The majority of conservatives are neither wealthy nor real estate developers; they are hands on, work hard and create economic growth. They are also generous with those upon whom fortune has not shown as brightly. In a recent study by “The Chronicle of Philanthropy” [i]some clear trends are shown: progressive state residents give less to charitable organizations as a percentage of their gross income, conservative states give more. Similarly there is a strong correlation of generosity in states with a high percentage of religious voters. The truly wealthy give less than they used to (as a percentage), and the middle class and working class have stepped up their much more painful giving. The middle class gives until it hurts and drives older cars, cuts coupons and shares of their more meager resources. The rich buy neighborhoods to flip, hobby ranches, million dollar urban pied-à-terres and Ferraris. The rich get richer, the poor get poorer and those closest to the poor on the income spectrum are more ready to help.
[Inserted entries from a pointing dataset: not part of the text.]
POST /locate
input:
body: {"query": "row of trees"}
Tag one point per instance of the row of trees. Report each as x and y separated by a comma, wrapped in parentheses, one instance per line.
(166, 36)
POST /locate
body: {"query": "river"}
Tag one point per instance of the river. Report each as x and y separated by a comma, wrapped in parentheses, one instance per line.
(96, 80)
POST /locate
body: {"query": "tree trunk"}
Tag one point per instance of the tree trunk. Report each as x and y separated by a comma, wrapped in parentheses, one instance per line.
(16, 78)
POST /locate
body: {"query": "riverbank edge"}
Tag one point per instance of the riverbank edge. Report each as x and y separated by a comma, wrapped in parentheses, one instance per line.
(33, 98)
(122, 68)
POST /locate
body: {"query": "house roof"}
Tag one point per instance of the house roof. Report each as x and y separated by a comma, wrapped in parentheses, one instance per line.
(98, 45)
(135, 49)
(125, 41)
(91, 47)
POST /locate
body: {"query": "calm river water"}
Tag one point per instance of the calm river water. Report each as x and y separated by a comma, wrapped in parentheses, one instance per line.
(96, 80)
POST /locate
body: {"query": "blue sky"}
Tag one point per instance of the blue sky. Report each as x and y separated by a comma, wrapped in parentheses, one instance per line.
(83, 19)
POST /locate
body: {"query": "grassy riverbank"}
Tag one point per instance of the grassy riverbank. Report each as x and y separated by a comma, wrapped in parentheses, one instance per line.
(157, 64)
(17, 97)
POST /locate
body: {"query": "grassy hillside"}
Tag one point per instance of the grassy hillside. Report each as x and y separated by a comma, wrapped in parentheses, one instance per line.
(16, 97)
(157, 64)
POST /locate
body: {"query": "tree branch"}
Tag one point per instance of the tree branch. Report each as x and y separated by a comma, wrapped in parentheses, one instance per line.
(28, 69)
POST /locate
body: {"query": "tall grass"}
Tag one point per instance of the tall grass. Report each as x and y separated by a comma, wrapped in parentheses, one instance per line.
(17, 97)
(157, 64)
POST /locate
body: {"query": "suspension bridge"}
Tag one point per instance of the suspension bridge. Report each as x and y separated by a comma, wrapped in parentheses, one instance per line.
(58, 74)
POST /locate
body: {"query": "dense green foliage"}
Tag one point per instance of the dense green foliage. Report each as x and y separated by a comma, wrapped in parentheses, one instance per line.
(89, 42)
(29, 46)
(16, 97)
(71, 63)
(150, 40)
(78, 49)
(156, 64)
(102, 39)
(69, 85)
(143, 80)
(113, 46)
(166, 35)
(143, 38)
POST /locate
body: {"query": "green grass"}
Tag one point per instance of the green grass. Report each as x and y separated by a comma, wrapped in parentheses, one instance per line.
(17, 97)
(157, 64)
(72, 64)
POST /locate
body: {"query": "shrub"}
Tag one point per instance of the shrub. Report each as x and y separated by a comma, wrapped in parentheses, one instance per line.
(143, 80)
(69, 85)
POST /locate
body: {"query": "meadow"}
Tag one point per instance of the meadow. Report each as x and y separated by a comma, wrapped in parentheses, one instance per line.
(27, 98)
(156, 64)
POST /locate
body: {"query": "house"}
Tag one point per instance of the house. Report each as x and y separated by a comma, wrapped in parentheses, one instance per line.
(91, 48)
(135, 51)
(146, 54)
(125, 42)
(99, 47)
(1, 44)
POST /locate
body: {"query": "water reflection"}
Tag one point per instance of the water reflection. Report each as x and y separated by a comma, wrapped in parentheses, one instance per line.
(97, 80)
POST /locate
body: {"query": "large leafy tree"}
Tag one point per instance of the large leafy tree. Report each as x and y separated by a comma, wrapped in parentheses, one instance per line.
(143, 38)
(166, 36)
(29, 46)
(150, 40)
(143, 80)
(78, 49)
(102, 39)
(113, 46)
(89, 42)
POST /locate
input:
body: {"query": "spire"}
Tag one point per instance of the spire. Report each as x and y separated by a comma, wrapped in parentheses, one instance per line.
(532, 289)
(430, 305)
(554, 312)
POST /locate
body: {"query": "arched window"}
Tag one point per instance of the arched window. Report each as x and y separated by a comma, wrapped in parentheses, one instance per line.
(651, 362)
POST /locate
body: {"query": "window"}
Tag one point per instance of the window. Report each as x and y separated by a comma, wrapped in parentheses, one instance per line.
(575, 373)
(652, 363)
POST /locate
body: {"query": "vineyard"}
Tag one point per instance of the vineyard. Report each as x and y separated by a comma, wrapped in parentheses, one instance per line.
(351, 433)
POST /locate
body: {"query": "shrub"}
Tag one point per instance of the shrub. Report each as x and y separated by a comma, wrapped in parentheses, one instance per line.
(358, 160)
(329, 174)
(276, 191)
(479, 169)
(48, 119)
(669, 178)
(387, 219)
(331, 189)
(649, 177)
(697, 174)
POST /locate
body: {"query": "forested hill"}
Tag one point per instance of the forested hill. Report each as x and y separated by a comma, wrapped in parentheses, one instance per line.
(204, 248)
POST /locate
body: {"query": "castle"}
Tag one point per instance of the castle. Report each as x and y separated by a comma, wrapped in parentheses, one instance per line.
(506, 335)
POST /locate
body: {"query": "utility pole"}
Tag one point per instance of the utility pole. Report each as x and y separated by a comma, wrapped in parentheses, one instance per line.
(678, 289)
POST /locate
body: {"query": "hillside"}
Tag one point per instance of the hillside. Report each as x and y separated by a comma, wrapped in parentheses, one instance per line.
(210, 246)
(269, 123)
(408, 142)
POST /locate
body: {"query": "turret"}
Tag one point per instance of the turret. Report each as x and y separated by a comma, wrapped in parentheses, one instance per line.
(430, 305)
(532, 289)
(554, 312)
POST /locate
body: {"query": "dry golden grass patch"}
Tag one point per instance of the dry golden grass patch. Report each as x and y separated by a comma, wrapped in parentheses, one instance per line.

Of the top seventeen states whose residents give the highest percentage of their income to charity, all voted for Mitt Romney in the 2012 election.[ii] Utah, Mississippi and Alabama lead the way; the lowest seven on the list are all Obama blue states: Connecticut, Massachusetts, Rhode Island, New Jersey, Vermont, Maine and New Hampshire. Utah residents give 6.56% on average of their gross income; Connecticut tops the bottom dwellers at 2.34%, and the others range down to a miserly 1.74%. The progressive will be happy to fund the social state and wax proudly about the social contract, but pulls up lame by the numbers when it comes to hands on giving.
“In every circumstance and in all things I have learned the secret of being well fed and of going hungry, of living in abundance and of being in need. I can do all things in him who strengthens me. Still, it was kind of you to share in my distress.” St. Paul’s letter to the church at Phillipi
[i] See “How America Gives” http://philanthropy.com/section/How-America-Gives/621/
[ii] See the table from the article: http://philanthropy.com/article/How-States-CompareHow/149169/
Interesting story relating to your friend “Finn”, I know a few myself, although retiring in your late forties and sailing to Tahiti sounds ok. I guess we all give to the less fortunate as we see fit, I can’t tell you that I am proud to be from Massachusetts these days. It puts me in company to which I wish not to be aligned.
Maybe it’s time I moved to a state more closely in line with my personal priorities. Also that a few more people support a true presidential candidate and fewer idiots show up to vote for an Obama follow up.